How can the spread vary between traded products?

Explanation:
Spreads reflect how much it costs to trade immediately and depend on how liquid a market is and how it’s structured. Not all markets have the same liquidity or delivery terms, so the difference between the best bid and ask can vary a lot from one product to another. For gold, the futures contract is a highly standardized, exchange-traded product with many participants and tight competition among market makers, which typically yields a relatively small spread—often around a dollar amount like a $10 range in quotes.

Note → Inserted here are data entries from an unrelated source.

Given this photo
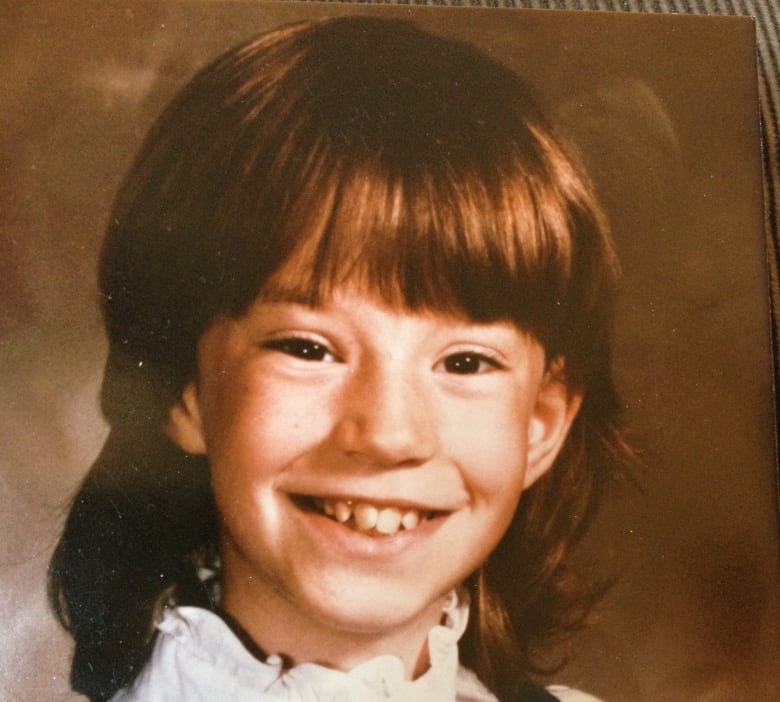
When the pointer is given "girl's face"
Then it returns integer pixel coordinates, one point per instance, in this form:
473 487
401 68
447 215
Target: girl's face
365 460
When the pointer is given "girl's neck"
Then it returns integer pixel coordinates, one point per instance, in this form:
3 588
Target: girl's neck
275 626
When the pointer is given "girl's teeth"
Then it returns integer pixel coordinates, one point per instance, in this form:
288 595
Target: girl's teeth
388 521
366 517
410 519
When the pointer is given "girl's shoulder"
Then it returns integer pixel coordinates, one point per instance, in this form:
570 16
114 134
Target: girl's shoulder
568 694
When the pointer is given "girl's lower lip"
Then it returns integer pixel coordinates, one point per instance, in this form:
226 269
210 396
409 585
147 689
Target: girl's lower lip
345 540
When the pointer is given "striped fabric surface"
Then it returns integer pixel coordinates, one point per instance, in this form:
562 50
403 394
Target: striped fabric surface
767 17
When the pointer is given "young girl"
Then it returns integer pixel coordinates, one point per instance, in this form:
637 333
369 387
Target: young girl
357 299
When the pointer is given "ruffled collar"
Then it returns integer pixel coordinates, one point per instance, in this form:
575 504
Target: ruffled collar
217 666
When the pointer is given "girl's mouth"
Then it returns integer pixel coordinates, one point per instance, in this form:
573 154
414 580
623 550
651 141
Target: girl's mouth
375 520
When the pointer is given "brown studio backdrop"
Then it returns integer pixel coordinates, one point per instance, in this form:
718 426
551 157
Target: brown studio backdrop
665 112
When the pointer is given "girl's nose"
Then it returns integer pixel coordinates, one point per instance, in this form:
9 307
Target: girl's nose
386 420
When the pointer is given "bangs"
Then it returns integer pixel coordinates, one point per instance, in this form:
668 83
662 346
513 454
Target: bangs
490 243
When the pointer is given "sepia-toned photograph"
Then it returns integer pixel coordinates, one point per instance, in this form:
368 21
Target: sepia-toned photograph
359 352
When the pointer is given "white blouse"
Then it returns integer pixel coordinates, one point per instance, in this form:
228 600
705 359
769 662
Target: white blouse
198 658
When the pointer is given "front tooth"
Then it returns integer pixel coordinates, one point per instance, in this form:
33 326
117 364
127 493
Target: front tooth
342 511
410 519
365 516
388 520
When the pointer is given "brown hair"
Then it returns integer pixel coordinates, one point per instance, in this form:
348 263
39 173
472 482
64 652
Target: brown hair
358 149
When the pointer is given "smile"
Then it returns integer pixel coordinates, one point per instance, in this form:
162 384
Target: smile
378 520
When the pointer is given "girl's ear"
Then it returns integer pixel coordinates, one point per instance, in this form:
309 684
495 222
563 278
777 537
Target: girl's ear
184 426
556 407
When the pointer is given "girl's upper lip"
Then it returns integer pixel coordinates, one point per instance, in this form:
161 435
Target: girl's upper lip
384 500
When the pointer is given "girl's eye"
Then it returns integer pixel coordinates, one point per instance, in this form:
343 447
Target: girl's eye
469 363
305 349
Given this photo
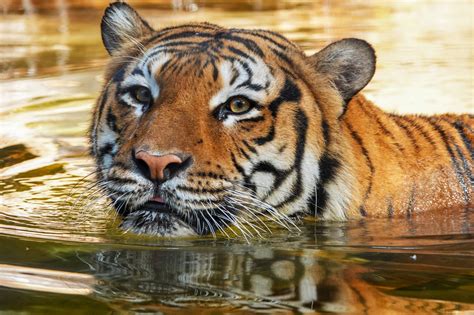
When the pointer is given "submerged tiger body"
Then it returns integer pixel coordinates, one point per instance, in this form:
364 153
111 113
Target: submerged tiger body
202 129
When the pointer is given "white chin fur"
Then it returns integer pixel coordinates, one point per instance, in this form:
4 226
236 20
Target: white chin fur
156 223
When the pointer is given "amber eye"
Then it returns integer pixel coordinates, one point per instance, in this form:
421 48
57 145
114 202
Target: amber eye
142 95
239 105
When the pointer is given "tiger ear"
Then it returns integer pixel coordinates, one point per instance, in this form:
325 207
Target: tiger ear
348 63
121 24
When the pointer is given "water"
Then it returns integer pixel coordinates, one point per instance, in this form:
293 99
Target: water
61 250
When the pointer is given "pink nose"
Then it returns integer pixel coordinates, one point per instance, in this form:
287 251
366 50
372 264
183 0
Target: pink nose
158 166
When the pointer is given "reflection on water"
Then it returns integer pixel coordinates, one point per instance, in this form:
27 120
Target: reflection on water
61 250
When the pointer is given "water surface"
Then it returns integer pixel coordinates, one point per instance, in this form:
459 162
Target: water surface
61 250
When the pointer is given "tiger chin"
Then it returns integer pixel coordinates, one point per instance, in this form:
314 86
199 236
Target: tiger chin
201 129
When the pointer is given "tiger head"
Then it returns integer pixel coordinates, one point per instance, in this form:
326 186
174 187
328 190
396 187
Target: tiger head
200 128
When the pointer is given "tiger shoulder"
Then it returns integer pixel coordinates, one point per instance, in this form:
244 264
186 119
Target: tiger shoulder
200 128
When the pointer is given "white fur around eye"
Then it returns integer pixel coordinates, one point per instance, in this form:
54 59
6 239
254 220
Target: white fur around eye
261 77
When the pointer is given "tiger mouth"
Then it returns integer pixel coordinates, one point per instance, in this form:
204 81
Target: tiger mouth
156 217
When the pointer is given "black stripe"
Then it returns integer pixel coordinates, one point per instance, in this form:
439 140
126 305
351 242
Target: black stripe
301 126
285 58
411 202
251 148
269 137
240 53
258 34
248 43
105 149
207 175
359 141
390 208
180 35
289 93
200 190
374 115
467 143
456 167
466 165
237 166
112 120
402 124
95 129
252 119
267 167
328 167
420 129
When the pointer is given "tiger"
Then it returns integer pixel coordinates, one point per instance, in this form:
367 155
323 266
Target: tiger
205 130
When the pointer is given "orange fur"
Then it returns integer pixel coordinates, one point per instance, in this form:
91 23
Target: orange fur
330 151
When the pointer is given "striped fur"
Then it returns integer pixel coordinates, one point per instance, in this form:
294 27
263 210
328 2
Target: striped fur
309 145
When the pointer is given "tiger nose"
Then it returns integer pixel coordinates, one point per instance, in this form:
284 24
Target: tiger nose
159 167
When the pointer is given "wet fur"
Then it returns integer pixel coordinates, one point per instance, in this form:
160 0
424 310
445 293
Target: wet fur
314 146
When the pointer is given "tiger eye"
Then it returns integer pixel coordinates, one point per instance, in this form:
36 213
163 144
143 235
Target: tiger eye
143 95
239 105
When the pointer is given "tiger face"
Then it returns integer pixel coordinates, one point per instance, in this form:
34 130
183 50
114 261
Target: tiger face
200 128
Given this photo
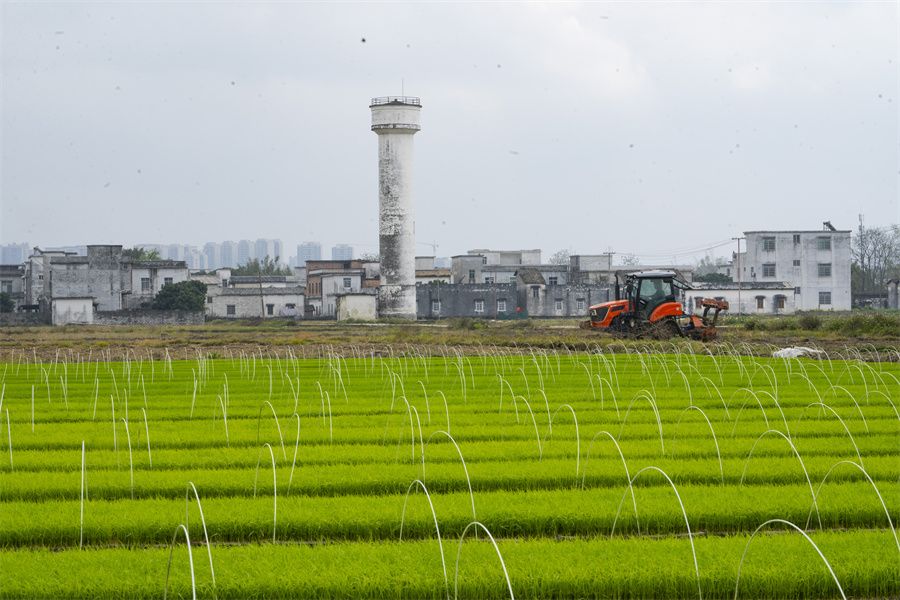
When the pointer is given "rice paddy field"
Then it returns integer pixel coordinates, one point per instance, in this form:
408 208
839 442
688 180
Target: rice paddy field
413 472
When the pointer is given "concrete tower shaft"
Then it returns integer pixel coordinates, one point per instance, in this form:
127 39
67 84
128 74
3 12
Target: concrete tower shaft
396 119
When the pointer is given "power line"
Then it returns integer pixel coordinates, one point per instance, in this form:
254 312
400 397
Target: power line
685 252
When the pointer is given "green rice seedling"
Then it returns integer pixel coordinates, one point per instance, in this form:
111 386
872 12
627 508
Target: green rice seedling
274 486
221 404
461 460
577 435
825 407
859 467
537 434
187 501
9 438
744 405
835 388
296 448
437 528
799 459
277 425
193 399
887 399
446 409
147 431
712 432
427 407
547 406
511 395
187 539
612 394
737 584
683 512
130 457
479 525
645 395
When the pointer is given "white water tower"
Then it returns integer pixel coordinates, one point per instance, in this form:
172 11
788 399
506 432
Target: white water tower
396 119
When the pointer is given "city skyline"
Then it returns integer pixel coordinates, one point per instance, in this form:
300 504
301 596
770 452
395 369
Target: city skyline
570 120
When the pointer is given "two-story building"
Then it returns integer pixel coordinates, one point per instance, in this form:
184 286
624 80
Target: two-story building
814 263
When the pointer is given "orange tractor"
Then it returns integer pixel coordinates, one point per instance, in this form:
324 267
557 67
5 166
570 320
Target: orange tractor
650 308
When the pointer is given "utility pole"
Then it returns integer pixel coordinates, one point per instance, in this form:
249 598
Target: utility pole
737 260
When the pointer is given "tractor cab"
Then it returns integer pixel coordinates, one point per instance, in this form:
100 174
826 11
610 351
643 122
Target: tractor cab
648 304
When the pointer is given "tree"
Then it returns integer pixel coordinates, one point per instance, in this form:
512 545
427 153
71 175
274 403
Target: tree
7 304
184 295
266 267
876 258
138 253
560 257
708 265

Physical gold bullion, by contrast, is traded in a less standardized, over-the-counter market with varying dealer inventories, storage and delivery costs, and fewer competing quotes, which tends to produce wider spreads, such as around $30 per ounce. So, spreads aren’t fixed or solely time-of-day dependent; they hinge on liquidity, market structure, and the specific characteristics of the traded product.

Spreads reflect how much it costs to trade immediately and depend on how liquid a market is and how it’s structured. Not all markets have the same liquidity or delivery terms, so the difference between the best bid and ask can vary a lot from one product to another.

For gold, the futures contract is a highly standardized, exchange-traded product with many participants and tight competition among market makers, which typically yields a relatively small spread—often around a dollar amount like a $10 range in quotes. Physical gold bullion, by contrast, is traded in a less standardized, over-the-counter market with varying dealer inventories, storage and delivery costs, and fewer competing quotes, which tends to produce wider spreads, such as around $30 per ounce.

So, spreads aren’t fixed or solely time-of-day dependent; they hinge on liquidity, market structure, and the specific characteristics of the traded product.